Lukas Dauser | Foto: Picture Alliance
Lukas Dauser | Foto: Picture Alliance

Der 25-Jährige musste am Samstag (03.11.2018) einen Fehler in seiner Übung hinnehmen und landete auf dem hinteren Rang. Der Sieg ging schlussendlich an den Chinesen Zou Jingyuan. „Es ist sehr schade, dass dieser Fehler jetzt hier im Finale passiert ist, aber ich kann es nicht mehr ändern. Die Übung lief zunächst sehr gut, aber dann ist es beim Makuts passiert. Es ärgert mich und natürlich bin ich enttäuscht“, sagte Dauser, der in Doha sein erstes WM-Finale am Barren turnte und wegen einer schweren Knieverletzung ein komplettes Jahr pausieren musste.

Es war das erwartet hochklassige Finale am Barren mit extremen Spezialisten. Der US-Amerikaner Sam Mikulak legte zum Auftakt mit 15,233 Punkten die Latte richtig hoch. Doch dieser Wert hielt nicht sonderlich lange. Der Ukrainer Oleg Verniaiev turnte eine Hammer-Übung und schoss mit 15,591 Zählern nach vorne. Doch das war noch nicht alles. Es folgte der favorisierte Chinese Zou Jingyuan, der mit einem Schwierigkeitswert von 7,0 turnte und unter dem Jubel der Zuschauer schier unglaubliche 16,433 Punkte erzielte. Lukas Dauser hatte die schwierige Aufgabe, direkt nach diesem Showdown ans Gerät zu gehen. Der Berliner turnte zunächst sauber und auf den Punkt los, hatte dann aber wie im Mehrkampffinale Probleme beim Makuts und knickte mit dem Arm ein.

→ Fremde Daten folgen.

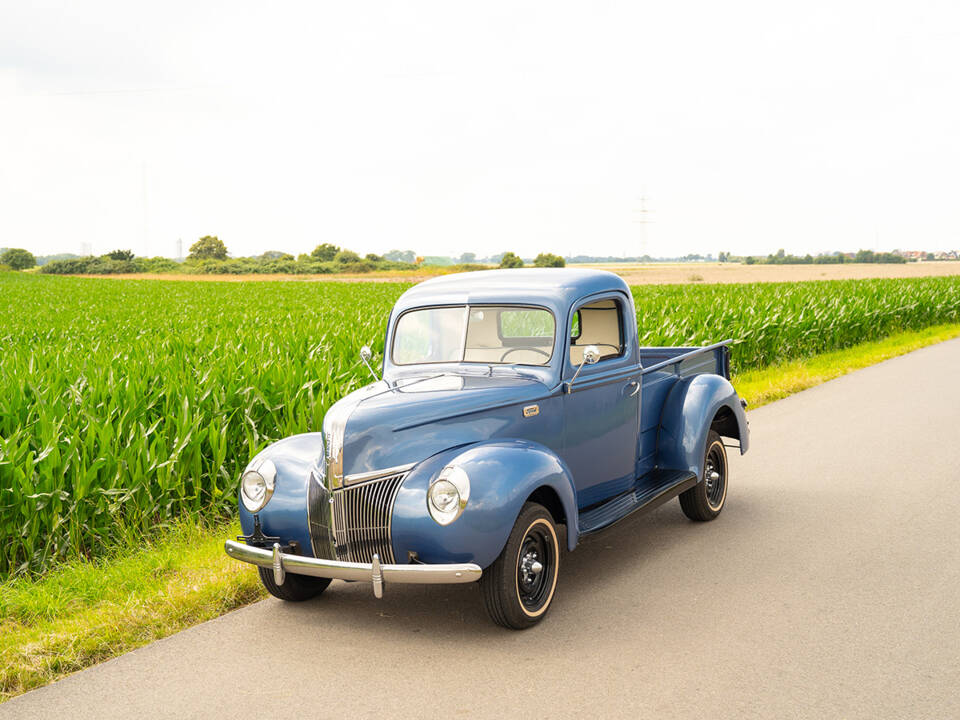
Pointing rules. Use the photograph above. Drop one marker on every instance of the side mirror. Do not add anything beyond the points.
(591, 354)
(365, 355)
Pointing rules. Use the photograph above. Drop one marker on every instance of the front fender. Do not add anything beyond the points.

Damit waren alle Chancen auf eine vordere Platzierung in diesem Finale passé. 13,700 Punkte bedeuteten Platz acht.

Der Sprungwettbewerb der Männer war wie immer sehr spektakulär. Der Nordkoreaner Ri Se Gwang turnte am schwierigsten und sicherte sich mit 14,933 Zählern den Titel. In einem von Fehlern und Absteigern geprägten Balkenfinale machte hingegen die Achte des Vorkampfes Liu Tingting mit 14,533 Punkten das Rennen. Den Boden der Frauen gewann Superstar Simone Biles mit 14,933 Punkten. Am Reck siegte einmal mehr Epke Zonderland aus den Niederlanden (15,100 Pkt.).

DTB-Präsident Dr. Alfons Hölzl zog anschließend ein Fazit der Turn-WM in Doha aus deutscher Sicht und wagte bereits den Ausblick auf das kommende Jahr. „Wir haben mit der Medaille von Elisabeth Seitz einen tollen Erfolg feiern dürfen. Zudem haben wir das Teamfinale der Frauen erreicht sowie drei Mehrkampffinals und die beiden Einzelfinals von Eli und Lukas erreicht. Wir wollen bei der Heim-WM im kommenden Jahr in Stuttgart mit den Männern und Frauen die Qualifikation für die Olympischen Spiele in Tokio schaffen. Wir wissen, dass dies nicht einfach wird und wir intensiv arbeiten müssen, um das zu schaffen“, so Hölzl.